Вряд ли хоть один клиент попадал в липкую, но дырявую паутину юридической помощи Шмуэля сознательно и целенаправленно, ведая, что творит. Меня отрикошетил к нему вполне дееспособный и потому занятый адвокат. Офис Шмуэля прятался на улице Агрипас, в здании, овеянном в Иерусалиме мрачной славой проклятого места. Там, в тупике слепой кишки гулкого коридора, по соседству с пустыми комнатами за забеленными стеклами, среди гор пожелтевших документов ютился щуплый, носатый молодой человек с пышной гривой реющих вкруг чела кучерявых волос и печальными очами. Едва Шмуэль взвалил на себя попечение о моих интересах, как стало очевидно, что мой поверенный поглощен думами о несравненно более важных вещах, нежели составление договора, земельный реестр или сроки платежей. Ежедневную действительность он преодолевал с грехом пополам благодаря спасительным инстинктам, а с элементарными казусами продажи имущества справлялся машинально следуя навыкам. Тем не менее, благородный человек, он соглашался вести, пусть бестолково, зато безвозмездно, дела множества благотворительных обществ, а также безотказно консультировал несчастных, не сумевших разжиться более действенной юридической помощью. На любые предложения внести в договор пункт о неустойках или перевести коммунальные платежи на имя новых владельцев Шмуэль только небрежно отмахивался и кротко упрекал:
— Зачем вам это?
Впрочем, любая просьба грубо вырывала его из некоего несравнимо лучшего измерения бытия. Приходилось утешаться тем, что с библейских времен каждый город спасается подобными праведниками, и доводить процесс оформления сделки до благополучного завершения настырно названивая, напоминая и настаивая. Наверное, все бы получилось, если бы не очередная Ливанская война.
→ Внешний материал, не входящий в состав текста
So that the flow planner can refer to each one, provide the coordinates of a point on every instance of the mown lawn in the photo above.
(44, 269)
Как ни сложно вообразить, на что мой Шмуэль мог сгодиться Армии обороны Израиля, его призвали на службу. Чрезвычайные требования военного времени вышли на первое место даже в жизни тех, кто в оборону страны мог вложить лишь свою тревогу. Когда в каждой сводке новостей перечисляют погибших, обывателя в тылу охватывает стыд за интерес к курсу доллара… И я отдала ключи от дома, где когда-то была очень счастлива, а потом очень несчастна, напрочь забыв о переводе коммунальных счетов на имя новых жильцов. Однако скоро о них самым неприятным образом принялись напоминать штрафы мэрии и иски электрической компании. Поскольку юридически неплательщиком оставалась я, следовало перерезать пуповину ответственности.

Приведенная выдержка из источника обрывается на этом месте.